Having received disappointing news out of the governor's office Monday, some York City officials said they are looking ahead to 2016.

Despite an all-hands-on-deck attempt to win a coveted economic-development designation that could have poured millions of dollars into York, state bureaucrats and Gov. Tom Corbett decided to create two City Revitalization Improvement Zones elsewhere.

Five Pennsylvania cities competed for the zones. Lancaster and Bethlehem emerged the winners.

"It's good for those cities. It's unfortunate for us," state Rep. Kevin Schreiber, D-York City, said. "But I still stand by the merits of our application and our readiness to go. Hopefully we can best position York for the next round of designations as soon as possible."

Schreiber, who served as the city's economic-development director until he was elected to the state House in May, had been one of York's most vocal advocates throughout the CRIZ process. But the support extended to York County's

Republican delegation, most of whom attended a presentation city officials held Dec. 19 to create some buzz around the idea of a York CRIZ.

Rep. Stan Saylor, R-Windsor Township, joined Schreiber at a York City Council meeting in October to express his belief that a CRIZ is "perfectly suited for York."

"I think the best thing that, I guess, came out of this - it was a model example of everyone working in the same direction for a common cause," Schreiber said Monday.

The decision: Seven cities were eligible for a CRIZ. In addition to Lancaster, Bethlehem and York, Reading and Erie submitted applications, said Steve Kratz, a spokesman for the state Department of Community and Economic Development.

The process was unusually quick. The state released its guidelines Oct. 31 and set a Nov. 30 deadline for applications.

During that time, the council created and appointed seven people to a new authority that would have overseen the CRIZ program in York.

A committee of representatives from the DCED, the state Department of Revenue and the Office of the Budget reviewed the applications.

"Eventually, all eligible Pennsylvania cities that develop quality proposals could have successful economic development projects.

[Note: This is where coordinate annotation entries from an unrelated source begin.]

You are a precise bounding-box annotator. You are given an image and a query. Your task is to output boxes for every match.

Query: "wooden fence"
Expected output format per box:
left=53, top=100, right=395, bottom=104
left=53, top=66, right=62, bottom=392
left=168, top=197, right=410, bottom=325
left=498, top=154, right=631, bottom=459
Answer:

I have directed DCED to work with cities that did not receive designations to help them improve their applications," Corbett said, according to a news release. "We want to inspire our cities to start thinking creatively about spurring new growth through economic development strategies and the CRIZ program has certainly helped in that effort."

Kratz said the state received "several good applications," but could select only two.

"Bethlehem and Lancaster were the strongest applications that really met all the qualifications and the guidelines and also were deemed most viable by the review committee," he said.

The applications: The York Dispatch submitted a Right to Know request Dec. 6 to the state for copies of all cities' CRIZ applications.

On Dec. 13, the state invoked a 30-day extension to fulfill the request, giving the state until Jan. 12 to respond.

In early December, York officials released the city's application in response to a Right to Know request from The York Dispatch.

The document revealed plans for several major projects that could have been helped along by a CRIZ designation, including a $40 million data center at the old York Prison site, an $18 million hotel near the York fairgrounds and an $8 million renovation of the former York City Post Office building on South George Street.

The CRIZ program aims to attract business and jobs to cities by offering developers state and city tax revenue to pay off project debt. In other words, instead of paying certain state and local taxes, developers of approved projects will be allowed to use that money to repay lenders.

Next round: A second round of CRIZ designations is tentatively scheduled for 2016, but officials have repeatedly said that's not guaranteed.

Kratz said DCED will work with Erie, Reading and York "to make sure that they can strengthen their applications for future rounds."

On Monday, Mayor Kim Bracey said the governor's announcement was "unfortunate news."

"But I stand by the merit of our application," she said. "We'll make sure we're in the best position for the designation next round."